We went to Racine for Mother's Day, last month, so I wonder how they will do today, given it's Father's Day. I did not realise Reuben Riffel started his career in creating pleasurable gastronomic experiences at Chamonix, so it must be quite an emotional journey for him going back to his roots. You can be sure that for me, he was the draw card when choosing where to book to celebrate this special day. When Lyall gave me the two options, I didn't even bother going to the respective websites, "Racine is Reuben's restaurant for goodness sake" I thought. It was a no brainer.
As we arrived in the Franschoek area, and started driving up the hill, away from town, I started getting more excited. "Bonus," I thought to myself, "they are going to have splendid views!". At the top of that hill I knew was Dieu Donné Vineyards, and they have breathtaking views from up there, so at a fraction of that, Racine would have further artillery for their ambiance to complement their cuisine.
As we parked, at the foot of the Franschhoek Mountains, my anticipation escalated. I am a life enthusiast, and good experiences put the wind in my sails. It was a clear blue sky, the sun was shining brightly, and yet it wasn't at all hot. In fact, it was the right kind of nippy for May, warm in the sun, but uncomfortably cold in the shade. Walking in, as you see the deck, with tables beautifully set in the expected white table cloth, it was like I was about to enter a giant tree house...
"Racine, means root in French" I heard Chomba say, in an amongst a whole lot of dialogue as we were marvelling at what was lying before us. Our table was inside, and I'm glad that it was, as the deck will be great in the summer, but not this day. My mood shifted from sprightly to dark very quickly as we entered. "After excitement always comes disappointment" my late cousin used to say.
The finishings were not in line with my expectations and definitely a reflection of how photoshop can be deceptive for images used on a business website. I didn't want to let it ruin the experience, but I suddenly went from one internal voice singing from the hills about what was to come, to a ferocious debate of multiple voices having conflicting opinions about Racine. Lyall was not impressed, and he politely, and quietly whispered it to me. I found myself trying to come up with excuses as to why the "rustic look".
The crockery was a safe white, and the cutlery 'dingy' at best given the setting. The food though, did not disappoint! I ordered the Grilled Beef Rib Eye. To my delight, it was the dish I saw heading to a table as we walked in. Trust me, when I saw that plate, I wanted to get myself acquainted... So it was great fortune that it landed on my lap.
The wine list was also tricky, as we wanted to drink a Red Wine. Given the pricing I did not want to make an expensive mistake. It was comforting for me, seeing the waitress' response when I asked for the Uitkyk Pinotage 2013. It was all the more consoling when I took my first sip, and the second and not to mention when I was feasting on my rib eye.

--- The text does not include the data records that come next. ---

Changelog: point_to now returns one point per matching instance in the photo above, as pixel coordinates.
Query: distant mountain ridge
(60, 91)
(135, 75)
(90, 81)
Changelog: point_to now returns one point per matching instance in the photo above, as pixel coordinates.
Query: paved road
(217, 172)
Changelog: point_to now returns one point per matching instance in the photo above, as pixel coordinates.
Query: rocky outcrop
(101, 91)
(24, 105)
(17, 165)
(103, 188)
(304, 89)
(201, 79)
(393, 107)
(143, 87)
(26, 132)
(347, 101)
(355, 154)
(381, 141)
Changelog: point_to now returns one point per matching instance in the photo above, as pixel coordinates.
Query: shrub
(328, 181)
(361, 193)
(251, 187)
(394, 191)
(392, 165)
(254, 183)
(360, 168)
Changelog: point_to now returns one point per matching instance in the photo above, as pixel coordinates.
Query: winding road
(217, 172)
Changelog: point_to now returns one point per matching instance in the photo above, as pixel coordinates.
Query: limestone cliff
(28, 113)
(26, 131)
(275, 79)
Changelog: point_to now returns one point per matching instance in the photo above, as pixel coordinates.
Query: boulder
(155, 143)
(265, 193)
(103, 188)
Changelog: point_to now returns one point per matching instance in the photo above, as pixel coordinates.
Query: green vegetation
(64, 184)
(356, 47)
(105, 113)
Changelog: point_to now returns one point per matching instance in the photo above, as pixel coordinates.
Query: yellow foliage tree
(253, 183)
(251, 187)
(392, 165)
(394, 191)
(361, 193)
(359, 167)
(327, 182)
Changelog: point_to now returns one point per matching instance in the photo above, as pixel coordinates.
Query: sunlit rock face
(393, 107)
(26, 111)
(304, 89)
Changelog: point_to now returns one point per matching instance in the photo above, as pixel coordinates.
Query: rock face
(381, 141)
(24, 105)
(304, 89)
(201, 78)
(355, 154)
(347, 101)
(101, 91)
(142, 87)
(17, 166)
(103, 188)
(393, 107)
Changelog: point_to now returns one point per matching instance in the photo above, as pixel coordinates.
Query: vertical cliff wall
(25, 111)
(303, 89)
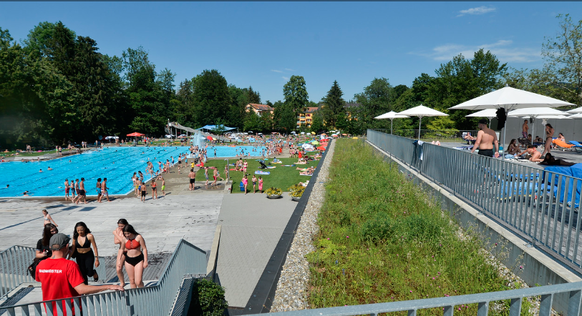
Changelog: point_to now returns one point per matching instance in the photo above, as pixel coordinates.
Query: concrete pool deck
(251, 226)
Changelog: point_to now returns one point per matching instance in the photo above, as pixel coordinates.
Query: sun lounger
(576, 144)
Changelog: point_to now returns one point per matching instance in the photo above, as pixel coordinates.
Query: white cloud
(477, 11)
(502, 49)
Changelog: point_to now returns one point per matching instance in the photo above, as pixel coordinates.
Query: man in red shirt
(61, 278)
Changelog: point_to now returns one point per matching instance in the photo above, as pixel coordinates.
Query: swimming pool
(117, 164)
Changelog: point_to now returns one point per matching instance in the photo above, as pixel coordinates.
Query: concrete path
(251, 228)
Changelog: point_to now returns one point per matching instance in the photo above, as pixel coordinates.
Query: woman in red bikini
(136, 258)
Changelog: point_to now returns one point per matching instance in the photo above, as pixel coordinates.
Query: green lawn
(280, 177)
(381, 240)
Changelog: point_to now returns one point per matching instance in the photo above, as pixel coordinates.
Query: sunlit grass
(380, 240)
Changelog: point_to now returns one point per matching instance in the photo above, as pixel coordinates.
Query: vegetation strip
(380, 240)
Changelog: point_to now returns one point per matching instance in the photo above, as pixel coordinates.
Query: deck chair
(577, 146)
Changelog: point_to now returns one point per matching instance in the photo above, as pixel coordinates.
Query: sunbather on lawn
(310, 169)
(561, 141)
(535, 156)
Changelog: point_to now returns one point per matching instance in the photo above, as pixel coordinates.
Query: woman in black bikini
(82, 252)
(136, 258)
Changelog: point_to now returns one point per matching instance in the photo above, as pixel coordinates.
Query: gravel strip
(291, 293)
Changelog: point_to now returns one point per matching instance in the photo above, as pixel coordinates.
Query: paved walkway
(251, 228)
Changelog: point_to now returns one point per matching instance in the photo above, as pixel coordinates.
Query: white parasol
(390, 115)
(509, 98)
(422, 111)
(488, 113)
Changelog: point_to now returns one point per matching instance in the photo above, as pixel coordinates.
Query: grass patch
(381, 241)
(280, 177)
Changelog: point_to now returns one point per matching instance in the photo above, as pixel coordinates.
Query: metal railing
(14, 263)
(538, 205)
(573, 291)
(186, 261)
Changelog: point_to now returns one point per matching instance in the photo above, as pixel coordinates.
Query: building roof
(260, 107)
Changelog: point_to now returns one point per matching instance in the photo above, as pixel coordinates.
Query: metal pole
(419, 121)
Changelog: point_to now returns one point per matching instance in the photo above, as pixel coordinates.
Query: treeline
(55, 88)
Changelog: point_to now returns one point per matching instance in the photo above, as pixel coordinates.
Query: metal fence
(449, 304)
(14, 263)
(187, 261)
(540, 206)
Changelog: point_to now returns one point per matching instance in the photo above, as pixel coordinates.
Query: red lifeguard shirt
(58, 277)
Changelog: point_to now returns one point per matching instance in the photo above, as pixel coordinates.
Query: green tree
(253, 96)
(334, 107)
(375, 100)
(185, 110)
(460, 80)
(295, 93)
(563, 56)
(317, 123)
(144, 94)
(211, 97)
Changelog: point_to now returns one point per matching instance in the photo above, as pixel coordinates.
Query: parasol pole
(419, 121)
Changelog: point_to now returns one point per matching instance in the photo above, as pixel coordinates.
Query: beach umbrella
(534, 113)
(135, 134)
(509, 98)
(422, 111)
(488, 113)
(391, 116)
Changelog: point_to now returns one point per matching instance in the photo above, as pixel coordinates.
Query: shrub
(273, 191)
(208, 299)
(379, 228)
(296, 190)
(422, 228)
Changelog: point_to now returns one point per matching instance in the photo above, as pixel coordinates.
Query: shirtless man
(67, 189)
(82, 192)
(215, 175)
(535, 155)
(104, 189)
(524, 129)
(192, 176)
(549, 135)
(486, 138)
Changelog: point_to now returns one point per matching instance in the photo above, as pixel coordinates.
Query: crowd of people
(63, 265)
(488, 145)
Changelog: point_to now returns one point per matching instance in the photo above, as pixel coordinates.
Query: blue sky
(262, 44)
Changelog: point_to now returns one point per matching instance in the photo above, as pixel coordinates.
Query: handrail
(155, 300)
(538, 205)
(14, 263)
(448, 304)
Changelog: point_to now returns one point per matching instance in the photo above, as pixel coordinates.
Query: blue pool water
(117, 164)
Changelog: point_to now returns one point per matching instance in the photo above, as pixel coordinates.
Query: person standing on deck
(486, 138)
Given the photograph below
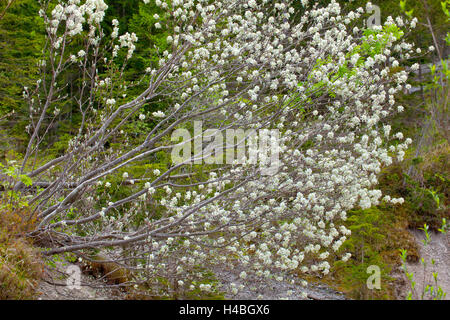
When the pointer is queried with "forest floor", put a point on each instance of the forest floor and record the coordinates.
(54, 284)
(437, 249)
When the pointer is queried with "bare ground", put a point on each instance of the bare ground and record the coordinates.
(55, 286)
(438, 249)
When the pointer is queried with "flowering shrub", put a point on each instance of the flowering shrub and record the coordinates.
(325, 84)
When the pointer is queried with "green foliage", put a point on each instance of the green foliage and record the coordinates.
(429, 290)
(366, 243)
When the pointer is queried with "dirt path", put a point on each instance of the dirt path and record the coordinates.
(437, 249)
(55, 285)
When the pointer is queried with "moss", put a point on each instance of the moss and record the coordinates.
(20, 263)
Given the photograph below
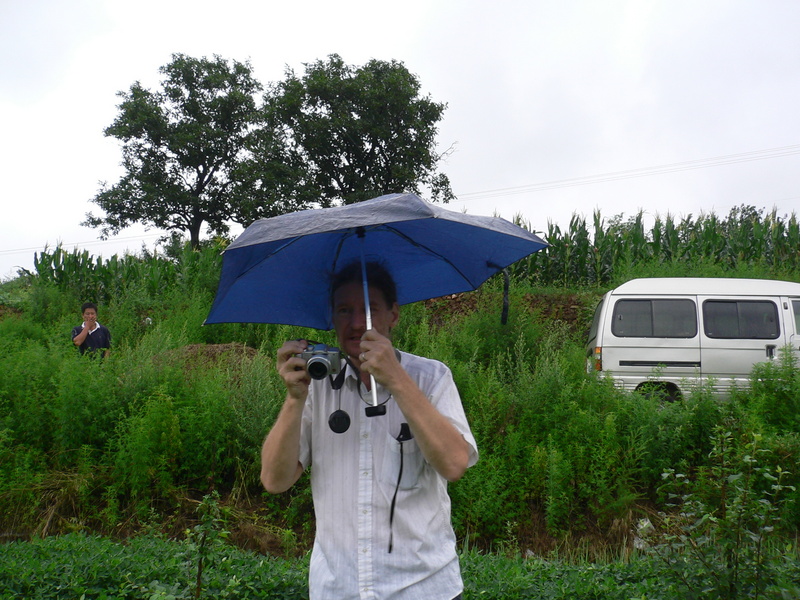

I don't think it will take much to spend some money on the ambiance. It's a decor story that Reuben Riffel will have to tell differently to flow with the cuisine that comes out of the kitchen. That for me is not well complimented at this stage. After all, at a certain price for a plate of delicious delight, any gastronaut knows that we eat with our eyes, before we get our mouth and taste buds to partake in the ocassion. So please Reuben, put your money where our mouth is!